Publié en 2024, le livre donne un second souffle à une parution de 1993 intitulée, Aitnanu. La vie quotidienne d’Hélène et de William-Mathieu Mark. Le nouveau récit aborde de manière plus détaillée la transition du nomadisme au sédentarisme dans la communauté innue d’Unamen Shipu, dans les années 1980. Dans l’ouvrage on retrouve un journal terrain, des photos, des transcriptions d’entrevues et même quelques dessins d’enfant. Pour réaliser ce portrait, le photographe Serge Jauvin a séjourné dans la famille d’Hélène et de William-Mathieu Mark pendant un an, de 1982 à 1983.
Le lien entre le photographe et la famille Mark se tisse à la fin des années 1970. Puis, en 1981, il part en forêt avec William-Mathieu Mark et constate la richesse de la culture innue. L’année suivante, il entreprend le projet d’illustrer une année complète avec la famille Mark. Il rencontre alors Geneviève Mark, la fille d’Hélène et de William-Mathieu Mark. À ce jour, Serge Jauvin et Geneviève Mark sont encore très proches. Elle nous parle de son héritage avec fierté.
Je suis fière de ma culture. Je suis fière de mon identité, que mes parents m’ont transmise.
Geneviève Mark
Ce ne sont pas les premiers contacts que Serge Jauvin a avec le peuple innu. La première communauté qu’il visite est celle de Mashteuiatsh anciennement dite Pointe-Bleue, dans la région de ce qu’on appelle le Saguenay-Lac-Saint-Jean. Il a ensuite visité plusieurs autres communautés, comme celle de Pakua Shipi. Unamen Shipu demeure son coup de cœur.
Serge Jauvin se définit comme un photographe avant tout. Originaire du Lac-Saint-Jean, il habite la Côte-Nord depuis les années 80.
Lorsque nous parlons de Aitnanipan « C’est ainsi que nous vivions », Serge Jauvin rappelle qu’il ne s’agit pas là de son livre. Il s’agit aussi de l’ouvrage de toute la famille Mark. Dans la préface de l’ouvrage, on peut lire que l’objectif du recueil est d’illustrer la transmission des savoirs traditionnels innus de génération en génération.

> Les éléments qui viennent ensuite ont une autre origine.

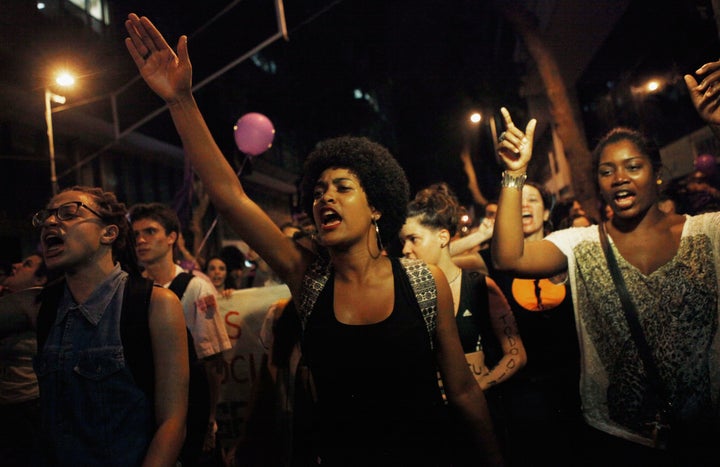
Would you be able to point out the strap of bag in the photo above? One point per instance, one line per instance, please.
(423, 284)
(631, 316)
(179, 284)
(49, 300)
(421, 280)
(135, 332)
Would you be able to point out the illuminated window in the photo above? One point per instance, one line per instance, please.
(95, 8)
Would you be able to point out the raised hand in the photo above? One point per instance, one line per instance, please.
(705, 96)
(167, 73)
(515, 147)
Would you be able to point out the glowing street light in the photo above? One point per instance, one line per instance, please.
(63, 79)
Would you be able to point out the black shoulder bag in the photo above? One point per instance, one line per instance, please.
(660, 427)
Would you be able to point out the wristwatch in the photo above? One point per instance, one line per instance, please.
(513, 181)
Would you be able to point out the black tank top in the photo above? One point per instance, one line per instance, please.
(378, 397)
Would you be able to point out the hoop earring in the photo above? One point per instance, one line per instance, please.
(377, 231)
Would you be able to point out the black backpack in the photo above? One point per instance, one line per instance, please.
(137, 350)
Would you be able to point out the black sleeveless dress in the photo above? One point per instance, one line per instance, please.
(378, 401)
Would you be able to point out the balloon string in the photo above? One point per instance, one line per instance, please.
(212, 226)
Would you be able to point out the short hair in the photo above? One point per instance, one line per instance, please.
(114, 212)
(644, 144)
(437, 207)
(159, 212)
(380, 176)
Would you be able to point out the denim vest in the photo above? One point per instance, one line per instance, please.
(93, 413)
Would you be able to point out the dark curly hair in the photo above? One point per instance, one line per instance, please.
(380, 175)
(437, 206)
(113, 212)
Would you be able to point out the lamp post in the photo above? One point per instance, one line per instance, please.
(63, 79)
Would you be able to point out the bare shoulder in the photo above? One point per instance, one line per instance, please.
(165, 303)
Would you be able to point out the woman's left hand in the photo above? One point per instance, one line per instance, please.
(705, 95)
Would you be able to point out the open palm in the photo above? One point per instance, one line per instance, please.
(168, 74)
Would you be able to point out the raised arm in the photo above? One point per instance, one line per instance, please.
(169, 75)
(509, 249)
(705, 95)
(169, 346)
(506, 330)
(462, 390)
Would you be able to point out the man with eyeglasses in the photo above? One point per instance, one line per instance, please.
(93, 410)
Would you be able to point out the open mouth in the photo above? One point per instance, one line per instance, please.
(329, 218)
(52, 244)
(624, 199)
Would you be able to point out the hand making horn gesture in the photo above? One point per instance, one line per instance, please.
(514, 146)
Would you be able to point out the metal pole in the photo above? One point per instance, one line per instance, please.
(51, 142)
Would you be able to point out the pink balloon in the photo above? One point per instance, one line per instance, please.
(254, 133)
(705, 163)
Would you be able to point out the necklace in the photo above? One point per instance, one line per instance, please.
(456, 277)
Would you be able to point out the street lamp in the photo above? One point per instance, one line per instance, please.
(63, 79)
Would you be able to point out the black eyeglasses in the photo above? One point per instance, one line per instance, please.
(64, 212)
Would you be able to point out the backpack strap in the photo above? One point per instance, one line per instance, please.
(49, 301)
(179, 284)
(419, 275)
(423, 284)
(314, 281)
(135, 333)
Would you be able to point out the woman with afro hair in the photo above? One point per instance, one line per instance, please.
(365, 340)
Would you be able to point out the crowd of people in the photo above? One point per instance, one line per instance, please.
(541, 336)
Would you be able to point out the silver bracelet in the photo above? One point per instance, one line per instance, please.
(513, 181)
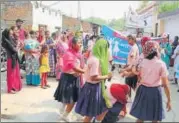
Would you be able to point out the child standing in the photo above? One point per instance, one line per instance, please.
(68, 89)
(154, 76)
(93, 100)
(118, 95)
(44, 66)
(176, 64)
(133, 56)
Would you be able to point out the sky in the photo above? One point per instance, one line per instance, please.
(104, 9)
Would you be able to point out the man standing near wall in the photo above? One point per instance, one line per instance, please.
(22, 32)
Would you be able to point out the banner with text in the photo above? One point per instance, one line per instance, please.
(119, 46)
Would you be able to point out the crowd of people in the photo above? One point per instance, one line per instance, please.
(82, 70)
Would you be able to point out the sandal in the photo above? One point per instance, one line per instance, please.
(43, 87)
(12, 92)
(122, 114)
(47, 86)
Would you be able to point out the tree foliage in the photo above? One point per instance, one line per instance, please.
(96, 20)
(143, 4)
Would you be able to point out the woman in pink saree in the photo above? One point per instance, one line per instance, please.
(61, 48)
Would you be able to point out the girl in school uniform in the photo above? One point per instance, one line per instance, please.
(118, 95)
(93, 101)
(154, 76)
(68, 89)
(133, 56)
(176, 64)
(44, 66)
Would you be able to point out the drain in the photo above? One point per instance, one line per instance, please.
(5, 116)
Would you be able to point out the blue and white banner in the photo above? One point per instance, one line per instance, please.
(119, 46)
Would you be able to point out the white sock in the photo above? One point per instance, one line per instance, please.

Il y avait ce désir de transmettre. Il y avait ce désir de partager avec les leurs, mais aussi avec la communauté québécoise. Ils [Hélène et William-Mathieu Mark] voulaient transmettre, ils voulaient montrer aux Québécois toute la richesse de leur culture. […] Ils se sont servis un petit peu de moi comme un diffuseur, si on veut. Quelqu’un avec qui ils vont pouvoir transmettre ce savoir-là, ces connaissances-là. Ce sont des gens qui appartenaient à la dernière génération de ceux qui ont vécu le nomadisme.
Serge Jauvin
Serge Jauvin a souhaité conserver les apparitions du père Alexis Joveneau de la congrégation des Oblats de Marie-Immaculée, curé pour la communauté de 1953 à 1992 et accusé par des dizaines de personnes d’agressions sexuelles, dans le cadre de la Commission d’Enquête nationale sur les femmes et les filles autochtones disparues et assassinées. Il explique ce choix en raison de l’importance que cette personne avait dans la communauté à l’époque. Il se dit conscient qu’il pourrait se le faire reprocher.

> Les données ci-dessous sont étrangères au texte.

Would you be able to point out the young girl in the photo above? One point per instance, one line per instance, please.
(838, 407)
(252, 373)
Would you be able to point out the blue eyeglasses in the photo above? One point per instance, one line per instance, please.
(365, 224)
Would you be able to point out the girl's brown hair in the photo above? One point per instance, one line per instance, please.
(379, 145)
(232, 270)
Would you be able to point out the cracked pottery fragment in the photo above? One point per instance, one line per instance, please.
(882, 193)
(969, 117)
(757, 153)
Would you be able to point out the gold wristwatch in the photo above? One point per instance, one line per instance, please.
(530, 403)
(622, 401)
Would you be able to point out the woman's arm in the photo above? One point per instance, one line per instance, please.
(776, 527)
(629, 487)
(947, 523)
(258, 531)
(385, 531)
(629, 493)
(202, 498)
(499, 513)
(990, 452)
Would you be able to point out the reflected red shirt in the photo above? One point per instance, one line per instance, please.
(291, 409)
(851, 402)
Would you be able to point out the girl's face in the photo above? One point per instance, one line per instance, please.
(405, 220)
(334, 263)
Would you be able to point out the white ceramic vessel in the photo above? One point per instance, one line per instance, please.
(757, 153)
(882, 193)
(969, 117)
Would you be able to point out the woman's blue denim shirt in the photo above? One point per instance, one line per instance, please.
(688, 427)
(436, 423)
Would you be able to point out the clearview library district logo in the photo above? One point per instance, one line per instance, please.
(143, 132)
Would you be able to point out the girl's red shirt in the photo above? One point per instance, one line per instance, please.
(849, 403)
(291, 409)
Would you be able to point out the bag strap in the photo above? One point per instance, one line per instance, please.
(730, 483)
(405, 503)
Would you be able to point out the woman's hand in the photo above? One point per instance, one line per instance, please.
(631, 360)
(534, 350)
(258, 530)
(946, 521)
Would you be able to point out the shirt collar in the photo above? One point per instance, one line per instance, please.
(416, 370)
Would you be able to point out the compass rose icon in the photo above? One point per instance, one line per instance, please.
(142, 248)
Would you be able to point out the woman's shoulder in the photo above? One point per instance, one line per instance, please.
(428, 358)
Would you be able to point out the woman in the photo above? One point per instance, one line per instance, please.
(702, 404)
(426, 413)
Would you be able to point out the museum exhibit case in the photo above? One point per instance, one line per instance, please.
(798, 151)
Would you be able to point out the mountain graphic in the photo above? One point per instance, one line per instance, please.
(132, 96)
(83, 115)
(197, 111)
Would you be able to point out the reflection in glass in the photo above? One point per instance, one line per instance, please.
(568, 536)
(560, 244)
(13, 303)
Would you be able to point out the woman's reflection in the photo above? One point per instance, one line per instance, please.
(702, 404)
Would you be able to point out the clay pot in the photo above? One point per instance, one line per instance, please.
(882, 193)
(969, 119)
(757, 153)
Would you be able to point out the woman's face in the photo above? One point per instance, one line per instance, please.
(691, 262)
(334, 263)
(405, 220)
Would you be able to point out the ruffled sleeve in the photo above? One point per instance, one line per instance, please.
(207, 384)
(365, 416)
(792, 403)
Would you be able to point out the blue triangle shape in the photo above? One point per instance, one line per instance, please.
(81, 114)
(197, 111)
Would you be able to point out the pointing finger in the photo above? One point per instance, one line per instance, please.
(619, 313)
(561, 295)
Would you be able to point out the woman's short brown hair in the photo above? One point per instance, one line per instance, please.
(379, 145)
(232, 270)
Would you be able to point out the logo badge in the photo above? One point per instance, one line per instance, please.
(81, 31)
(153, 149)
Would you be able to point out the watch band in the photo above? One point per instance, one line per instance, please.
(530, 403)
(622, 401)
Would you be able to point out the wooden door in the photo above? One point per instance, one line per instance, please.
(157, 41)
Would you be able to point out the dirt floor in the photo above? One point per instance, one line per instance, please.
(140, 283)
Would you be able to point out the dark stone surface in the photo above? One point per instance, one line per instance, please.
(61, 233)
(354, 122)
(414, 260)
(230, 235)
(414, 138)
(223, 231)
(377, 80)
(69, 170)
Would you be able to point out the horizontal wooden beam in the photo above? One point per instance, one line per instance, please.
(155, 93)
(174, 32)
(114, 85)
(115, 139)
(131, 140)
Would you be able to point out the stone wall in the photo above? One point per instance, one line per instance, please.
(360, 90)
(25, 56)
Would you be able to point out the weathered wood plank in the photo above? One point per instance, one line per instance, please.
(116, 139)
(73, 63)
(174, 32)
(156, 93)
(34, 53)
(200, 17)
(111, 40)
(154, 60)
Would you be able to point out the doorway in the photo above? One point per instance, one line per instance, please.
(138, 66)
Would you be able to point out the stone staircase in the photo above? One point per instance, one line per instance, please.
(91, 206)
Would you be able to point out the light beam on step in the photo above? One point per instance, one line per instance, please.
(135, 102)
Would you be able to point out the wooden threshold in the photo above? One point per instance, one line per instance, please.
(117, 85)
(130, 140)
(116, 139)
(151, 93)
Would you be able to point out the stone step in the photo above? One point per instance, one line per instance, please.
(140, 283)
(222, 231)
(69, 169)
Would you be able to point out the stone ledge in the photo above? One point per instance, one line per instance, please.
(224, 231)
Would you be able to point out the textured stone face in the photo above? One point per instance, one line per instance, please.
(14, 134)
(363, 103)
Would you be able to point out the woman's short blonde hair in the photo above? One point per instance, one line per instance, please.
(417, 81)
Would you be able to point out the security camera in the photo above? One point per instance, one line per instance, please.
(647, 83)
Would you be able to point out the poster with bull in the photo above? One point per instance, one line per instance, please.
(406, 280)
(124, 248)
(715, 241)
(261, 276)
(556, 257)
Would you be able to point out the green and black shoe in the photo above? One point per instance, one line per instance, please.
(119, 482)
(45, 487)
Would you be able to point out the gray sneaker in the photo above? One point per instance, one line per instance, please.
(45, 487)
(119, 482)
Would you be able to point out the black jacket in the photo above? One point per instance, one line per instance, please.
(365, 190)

Geneviève Mark nous parle de tous les enseignements de ses parents qui sont illustrés dans le recueil, comme la sagesse qu’elle retient de son père, l’artisanat et la cuisine, qu’elle retient de sa mère. Elle travaille comme coordonnatrice aux loisirs et sports d’Unamen Shipu depuis près de 20 ans. Elle nous explique que dans le cadre de son emploi, elle est amenée à poursuivre ce travail de transmission de la culture innue, par le biais d’activités intergénérationnelles.

Lorsque Serge Jauvin écoute Geneviève Mark parler des transmissions de ses parents, cela rappelle selon lui que l’humanité des Innus est un legs d’abord pour la culture innue, mais qui touche aussi à l’universel.

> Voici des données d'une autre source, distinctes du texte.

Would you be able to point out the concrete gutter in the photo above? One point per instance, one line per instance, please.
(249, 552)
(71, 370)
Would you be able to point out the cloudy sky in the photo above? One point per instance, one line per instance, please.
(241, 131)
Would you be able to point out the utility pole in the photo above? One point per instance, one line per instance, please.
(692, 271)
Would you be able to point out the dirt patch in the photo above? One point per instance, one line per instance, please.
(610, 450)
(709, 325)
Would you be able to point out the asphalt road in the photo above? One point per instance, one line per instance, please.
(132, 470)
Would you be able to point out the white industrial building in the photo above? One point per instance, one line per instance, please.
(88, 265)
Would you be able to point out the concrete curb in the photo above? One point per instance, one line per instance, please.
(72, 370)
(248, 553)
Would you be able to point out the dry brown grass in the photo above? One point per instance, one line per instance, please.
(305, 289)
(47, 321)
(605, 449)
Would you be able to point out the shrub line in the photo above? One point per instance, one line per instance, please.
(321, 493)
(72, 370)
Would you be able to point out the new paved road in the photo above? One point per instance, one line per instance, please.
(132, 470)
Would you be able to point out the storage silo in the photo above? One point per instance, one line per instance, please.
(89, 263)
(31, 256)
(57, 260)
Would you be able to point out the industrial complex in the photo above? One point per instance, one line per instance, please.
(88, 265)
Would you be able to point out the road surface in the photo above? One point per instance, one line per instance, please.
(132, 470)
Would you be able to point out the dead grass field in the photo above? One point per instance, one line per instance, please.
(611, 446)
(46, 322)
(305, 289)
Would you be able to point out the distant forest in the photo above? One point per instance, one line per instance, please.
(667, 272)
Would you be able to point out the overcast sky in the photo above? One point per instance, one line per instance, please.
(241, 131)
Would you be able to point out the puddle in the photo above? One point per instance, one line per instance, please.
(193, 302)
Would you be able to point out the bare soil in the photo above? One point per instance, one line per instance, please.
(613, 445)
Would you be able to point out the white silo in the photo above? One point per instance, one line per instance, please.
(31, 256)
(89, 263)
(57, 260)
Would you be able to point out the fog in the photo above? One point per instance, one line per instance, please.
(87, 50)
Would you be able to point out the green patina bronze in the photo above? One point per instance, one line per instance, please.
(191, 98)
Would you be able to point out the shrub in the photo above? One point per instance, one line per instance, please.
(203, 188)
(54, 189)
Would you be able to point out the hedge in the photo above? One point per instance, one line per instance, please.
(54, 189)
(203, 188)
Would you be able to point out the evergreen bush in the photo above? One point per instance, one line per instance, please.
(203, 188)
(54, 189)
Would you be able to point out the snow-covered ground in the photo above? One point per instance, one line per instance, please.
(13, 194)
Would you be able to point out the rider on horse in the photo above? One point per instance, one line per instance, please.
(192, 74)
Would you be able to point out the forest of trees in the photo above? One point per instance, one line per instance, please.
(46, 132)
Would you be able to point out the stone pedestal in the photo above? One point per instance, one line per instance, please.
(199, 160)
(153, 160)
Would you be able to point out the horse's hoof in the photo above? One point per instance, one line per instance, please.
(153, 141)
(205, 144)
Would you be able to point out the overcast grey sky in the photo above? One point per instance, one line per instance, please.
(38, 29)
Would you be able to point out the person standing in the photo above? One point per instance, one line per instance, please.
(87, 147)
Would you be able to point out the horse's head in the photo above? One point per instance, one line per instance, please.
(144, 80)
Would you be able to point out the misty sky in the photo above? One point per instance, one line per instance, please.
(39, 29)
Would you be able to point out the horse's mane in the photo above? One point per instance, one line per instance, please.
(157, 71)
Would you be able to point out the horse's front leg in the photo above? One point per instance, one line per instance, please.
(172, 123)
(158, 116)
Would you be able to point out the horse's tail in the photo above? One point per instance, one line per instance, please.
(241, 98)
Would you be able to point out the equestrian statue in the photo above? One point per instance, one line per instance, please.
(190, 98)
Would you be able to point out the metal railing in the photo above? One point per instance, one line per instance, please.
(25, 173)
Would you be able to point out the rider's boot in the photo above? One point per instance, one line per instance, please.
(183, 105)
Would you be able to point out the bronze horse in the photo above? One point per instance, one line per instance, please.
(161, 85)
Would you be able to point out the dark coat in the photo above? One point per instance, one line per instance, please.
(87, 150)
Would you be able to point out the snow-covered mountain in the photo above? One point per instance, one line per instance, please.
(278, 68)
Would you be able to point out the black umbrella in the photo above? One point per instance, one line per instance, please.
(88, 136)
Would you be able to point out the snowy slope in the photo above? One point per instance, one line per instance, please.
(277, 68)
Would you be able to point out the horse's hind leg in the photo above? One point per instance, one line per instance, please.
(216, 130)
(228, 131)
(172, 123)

Serge Jauvin a profité de son passage en Europe pour partager son nouvel ouvrage au musée de l’Ethnologie à Genève et à la Bibliothèque du musée de l’Homme de Paris.
Il travaille actuellement sur une exposition qui prendra place au musée de Mashteuiatsh à l’automne 2026, pour célébrer ses 50 ans de complicité avec le peuple innu.